- Access Management in Apps
- Access Management for Resources
- Managing Access Rules
- Related Articles
In this article we will focus on how to give other users access to view your App. To fully understand the content, you should have basic knowledge of the available Access Rules within Apps, so for example the difference between Viewer and Builder. More information on that can be found in the respective User Management article. It is also helpful to have some knowledge about user Rights and Roles, but we also provide a small introduction here.
Last but not least, it is good to know what Viewer Licenses in ONE DATA mean.
As a prerequisite for granting users access to your App, it is necessary to gather them in a Group within ONE DATA.
Within the settings of the App Builder, you can also give single users access to the App, but for granting them access to resources in other Modules, they need to be in a Group.
To create a new Group, navigate to "Settings" (side bar on the left hand side, for example in the Use Cases Module).
Then, navigate to "Group Settings". In this overview, the already existing Groups are listed and on the left hand side, under "Group Actions", you can create new Groups.
It is possible to create two certain types of user Groups:
- Normal Groups (dedicated for Normal Users)
- Viewer Groups (dedicated for Users with Viewer License)
When clicking on of these options a dialog pops up, where you can specify the Group name and add users.
Note that: - It is not possible to mix user types in a Group. Viewer Groups can only contain users with Viewer License and normal ones only Normal Users. - You need to be Domain Administrator to create new Groups.
Access Management in Apps
First of all, it is necessary to grant the users access to your App in the Builder. This is necessary regardless of the user type to which you want to publish the App to. To do this, click the settings button on the upper left hand side of the App Editor.
There you can find the section "Publish in Viewer" where you can select the version of your App which you want to show in the Viewer and then toggle the switch to publish the App.
With this step, we made the App visible in the App Viewer globally / for the selected users. This is enough, if your App is standalone and does not rely on any resources from other ONE DATA Modules. But more often than not, this is not the case. Hence, the next section will explain the other necessary configuration steps.
Access Management for Resources
Before we dive into the topic, we need to categorize the type of ONE DATA Users you want to publish the App to. This is necessary as there are certain differences in configuration.
This is the distinction we need to make:
Publishing an App for Users with Viewer License
First of all, if you want to publish the App to Users with Viewer License, there are some limitations. As the User has just Viewer rights, it is not possible to execute Workflows/Production Lines with such accounts.
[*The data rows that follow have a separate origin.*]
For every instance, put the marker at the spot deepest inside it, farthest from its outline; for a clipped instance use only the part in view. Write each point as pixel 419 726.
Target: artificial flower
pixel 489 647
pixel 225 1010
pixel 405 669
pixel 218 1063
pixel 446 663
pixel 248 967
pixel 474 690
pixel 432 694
So if your App implements this functionality, it is restricted.
To give a Viewer Group access to the resources of your App, navigate to Settings (side bar on the left hand side) and then to "Project Settings". There you will find a list of all Projects within your Domain.
Find the Project that contains the data table your App uses and click on the globe icon. In the dialog that opens, select the respective Viewer Group and choose "Extended Report Runner" as Viewer Role.
Now just click "Apply", and there you go, your App is successfully published and the Users in the selected Group are able to see the data.
Publishing an App for Normal Users
When publishing an App to Normal ONE DATA Users, the publish-procedure is a little bit different to the one for Users with Viewer License.
First, you need a respective Access Role configured. Depending on how your OD instance is set up, it is possible that you already have an Access Role that fits your needs. But that really depends on the individual use case.
If not, you can follow the steps on how to create the Access Role for our desired purpose in the dedicated section below.
Once you have the required Role, navigate to the Project that contains the resources for your App, and click the "Invite" Button in the Overview.
In the dialog that pops up, you can select your desired User Group and the respective Access Role.
Then just click "Apply" to save the access rights for the Project. Now your App is successfully published and can be viewed by the Users in the added Group.
Managing Access Rules
This section gives a small introduction on how to create/manage Access Rules in ONE DATA related to publishing an App to other Users. A full and more detailed description of the topic can be found in the article about Rights and Roles.
Note that you need to be Domain Administrator to configure Access Roles on your ONE DATA Instance.
First of all, navigate to the Rights Management section and create a new Role: Within "Use Cases", navigate to Settings (side bar on the left hand side) and then to "Rights Management". In there, you can click "Add New Role".
Now it is just necessary to specify to which resources the new Role should give access to. As an an example we create a Role, one that gives:
- READ access to Data Tables
- READ and EXECUTE access to Workflows
- READ rights to Workflow Jobs
Depending on your use case, this can be done analogous to any other resource in ONE DATA.